Loading saved checkpoint:

def _default_dict_loader(model, model_state):

    model.load_state_dict(model_state)
    # if I set strict = False, it loads from the checkpoint, but testing returns all nans

def load(self, model, path, device, checkHash=True):

    state = torch.load(path, map_location=device)
    self.load_from_state(model, state, checkHash)

def load_from_state(self, model, state, checkHash=True):

    if checkHash and self.model_hash != state["model_hash"]:
        msg = "ERROR: saved model does not match current model params"
        print(msg) # log if we are logging
        print(msg, file=sys.stderr)
        exit(1)

    self.dict_loader(model, state["model_state"])

I used your example to modify the state_dict after the qmodel prep call, then attempt to load the new state_dict into the model using:

self.model.load_state_dict(state_dict, strict=False)
# if strict=True, this fails.

ptrblck · April 17, 2025, 12:50am

Unfortunately, I’m not familiar with this repository and also don’t know how the model_hash is created, which seems to fail in your code?
Do you get any proper error message while trying to load the state_dict?

dunlopj · April 17, 2025, 11:08am

Below is a snippet of the error messages. There are many more keys that are missing. There are quantized features in the saved model, however, those specific calibration features were not saved.

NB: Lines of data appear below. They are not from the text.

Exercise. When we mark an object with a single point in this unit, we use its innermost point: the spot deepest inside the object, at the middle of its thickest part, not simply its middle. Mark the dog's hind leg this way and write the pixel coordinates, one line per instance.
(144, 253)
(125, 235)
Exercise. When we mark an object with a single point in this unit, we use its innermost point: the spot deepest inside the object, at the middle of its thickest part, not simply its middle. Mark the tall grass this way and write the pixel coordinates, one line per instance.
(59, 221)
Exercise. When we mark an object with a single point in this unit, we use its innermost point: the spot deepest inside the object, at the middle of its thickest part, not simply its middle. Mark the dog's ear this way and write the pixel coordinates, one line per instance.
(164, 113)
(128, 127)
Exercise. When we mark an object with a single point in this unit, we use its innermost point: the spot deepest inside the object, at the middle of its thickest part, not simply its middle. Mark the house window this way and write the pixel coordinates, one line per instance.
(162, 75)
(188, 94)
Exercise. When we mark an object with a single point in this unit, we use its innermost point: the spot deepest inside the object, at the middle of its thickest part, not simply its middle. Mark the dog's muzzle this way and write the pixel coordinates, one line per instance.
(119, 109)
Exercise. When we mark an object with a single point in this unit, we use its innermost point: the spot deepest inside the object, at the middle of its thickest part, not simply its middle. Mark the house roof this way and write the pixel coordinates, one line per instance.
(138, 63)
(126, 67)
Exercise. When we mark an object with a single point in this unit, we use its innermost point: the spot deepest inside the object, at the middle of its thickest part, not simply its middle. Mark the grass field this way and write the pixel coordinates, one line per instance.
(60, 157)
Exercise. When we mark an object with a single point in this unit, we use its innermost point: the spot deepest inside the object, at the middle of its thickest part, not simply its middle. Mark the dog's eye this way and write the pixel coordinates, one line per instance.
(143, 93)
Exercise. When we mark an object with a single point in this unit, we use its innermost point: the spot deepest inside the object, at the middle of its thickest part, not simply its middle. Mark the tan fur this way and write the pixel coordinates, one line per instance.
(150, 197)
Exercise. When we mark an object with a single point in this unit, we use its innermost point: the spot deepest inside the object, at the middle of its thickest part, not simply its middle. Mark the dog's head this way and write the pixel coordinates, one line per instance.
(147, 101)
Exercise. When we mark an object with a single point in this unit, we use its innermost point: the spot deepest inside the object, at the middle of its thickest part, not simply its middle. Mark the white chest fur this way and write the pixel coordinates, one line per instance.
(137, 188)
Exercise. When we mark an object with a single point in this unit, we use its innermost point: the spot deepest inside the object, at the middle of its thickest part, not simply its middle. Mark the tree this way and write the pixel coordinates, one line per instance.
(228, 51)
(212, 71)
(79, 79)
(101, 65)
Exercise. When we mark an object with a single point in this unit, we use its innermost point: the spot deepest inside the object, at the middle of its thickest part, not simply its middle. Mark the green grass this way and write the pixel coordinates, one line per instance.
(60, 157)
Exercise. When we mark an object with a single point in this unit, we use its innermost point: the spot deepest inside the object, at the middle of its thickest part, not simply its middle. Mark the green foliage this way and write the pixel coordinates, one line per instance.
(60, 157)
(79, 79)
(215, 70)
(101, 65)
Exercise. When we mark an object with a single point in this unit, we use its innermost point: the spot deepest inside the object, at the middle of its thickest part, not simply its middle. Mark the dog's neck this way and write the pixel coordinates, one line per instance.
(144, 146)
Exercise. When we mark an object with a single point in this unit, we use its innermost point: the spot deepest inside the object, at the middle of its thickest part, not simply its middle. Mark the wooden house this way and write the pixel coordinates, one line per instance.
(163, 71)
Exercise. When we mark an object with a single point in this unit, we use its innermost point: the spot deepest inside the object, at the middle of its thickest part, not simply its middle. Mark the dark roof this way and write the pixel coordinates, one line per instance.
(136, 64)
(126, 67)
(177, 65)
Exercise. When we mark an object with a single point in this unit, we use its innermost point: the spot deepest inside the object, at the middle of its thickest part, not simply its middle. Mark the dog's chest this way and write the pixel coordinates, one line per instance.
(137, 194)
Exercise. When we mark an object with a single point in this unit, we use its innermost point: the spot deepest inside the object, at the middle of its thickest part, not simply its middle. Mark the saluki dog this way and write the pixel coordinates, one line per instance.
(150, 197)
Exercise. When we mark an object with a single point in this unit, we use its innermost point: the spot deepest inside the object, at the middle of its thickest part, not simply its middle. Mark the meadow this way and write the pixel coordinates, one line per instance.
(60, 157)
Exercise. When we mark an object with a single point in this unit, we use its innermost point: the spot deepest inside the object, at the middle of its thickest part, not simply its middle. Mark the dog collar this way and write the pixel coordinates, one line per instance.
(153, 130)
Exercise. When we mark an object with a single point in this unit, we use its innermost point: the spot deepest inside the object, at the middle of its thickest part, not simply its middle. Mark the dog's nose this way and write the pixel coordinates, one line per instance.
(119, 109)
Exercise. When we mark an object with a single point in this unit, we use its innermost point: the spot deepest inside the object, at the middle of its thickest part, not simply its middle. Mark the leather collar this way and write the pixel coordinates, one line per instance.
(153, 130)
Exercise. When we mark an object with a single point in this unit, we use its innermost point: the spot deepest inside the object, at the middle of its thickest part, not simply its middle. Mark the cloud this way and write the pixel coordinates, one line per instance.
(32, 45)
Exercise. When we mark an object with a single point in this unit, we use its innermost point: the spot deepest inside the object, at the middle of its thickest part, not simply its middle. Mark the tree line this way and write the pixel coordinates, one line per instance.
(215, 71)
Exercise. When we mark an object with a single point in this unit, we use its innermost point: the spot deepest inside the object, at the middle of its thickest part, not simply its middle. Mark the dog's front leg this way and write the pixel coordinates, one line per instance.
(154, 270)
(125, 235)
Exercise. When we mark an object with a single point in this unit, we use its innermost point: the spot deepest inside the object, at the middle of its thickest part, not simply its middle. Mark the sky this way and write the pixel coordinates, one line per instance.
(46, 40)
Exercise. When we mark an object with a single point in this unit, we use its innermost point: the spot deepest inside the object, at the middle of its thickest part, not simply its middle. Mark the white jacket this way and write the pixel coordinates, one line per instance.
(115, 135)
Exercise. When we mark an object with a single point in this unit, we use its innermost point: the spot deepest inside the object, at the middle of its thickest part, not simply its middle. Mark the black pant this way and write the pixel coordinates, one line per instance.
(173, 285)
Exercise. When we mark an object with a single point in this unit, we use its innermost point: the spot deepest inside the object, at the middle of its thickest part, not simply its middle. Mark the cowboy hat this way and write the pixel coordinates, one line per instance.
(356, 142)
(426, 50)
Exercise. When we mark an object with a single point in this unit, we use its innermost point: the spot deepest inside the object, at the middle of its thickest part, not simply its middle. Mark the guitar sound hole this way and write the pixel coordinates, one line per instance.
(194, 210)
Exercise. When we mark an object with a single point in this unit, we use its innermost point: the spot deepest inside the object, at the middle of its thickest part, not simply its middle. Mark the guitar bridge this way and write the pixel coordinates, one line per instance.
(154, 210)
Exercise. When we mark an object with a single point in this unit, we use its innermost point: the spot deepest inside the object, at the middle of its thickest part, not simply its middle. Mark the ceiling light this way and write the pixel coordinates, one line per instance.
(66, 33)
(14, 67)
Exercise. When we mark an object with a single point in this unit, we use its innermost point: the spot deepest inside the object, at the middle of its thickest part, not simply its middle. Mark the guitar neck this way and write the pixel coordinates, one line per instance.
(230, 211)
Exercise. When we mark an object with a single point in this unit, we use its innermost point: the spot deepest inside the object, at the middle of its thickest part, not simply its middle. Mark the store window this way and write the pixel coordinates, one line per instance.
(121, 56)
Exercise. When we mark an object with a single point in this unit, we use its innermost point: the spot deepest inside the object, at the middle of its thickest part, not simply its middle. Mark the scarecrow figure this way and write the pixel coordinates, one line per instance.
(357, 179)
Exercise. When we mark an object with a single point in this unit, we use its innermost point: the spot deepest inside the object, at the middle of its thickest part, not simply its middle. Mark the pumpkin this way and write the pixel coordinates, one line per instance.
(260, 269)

dunlopj · April 18, 2025, 8:38pm

I got the checkpoint to load correctly. I disabled both calibration functions and then set strict = False when loading the model from the checkpoint. The model hash was created correctly. The issue was calibration features were not saved after the first round of training. Two sets of calibration are automatically performed if their arguments are > 0, but they aren’t necessary when resuming QAT from a checkpoint, for obvious reasons. The model is required to be prepared for quantization once resuming from a checkpoint. Some calibration features are still loaded even though calibration is turned off, but these can be ignored during load, since they are discarded during training.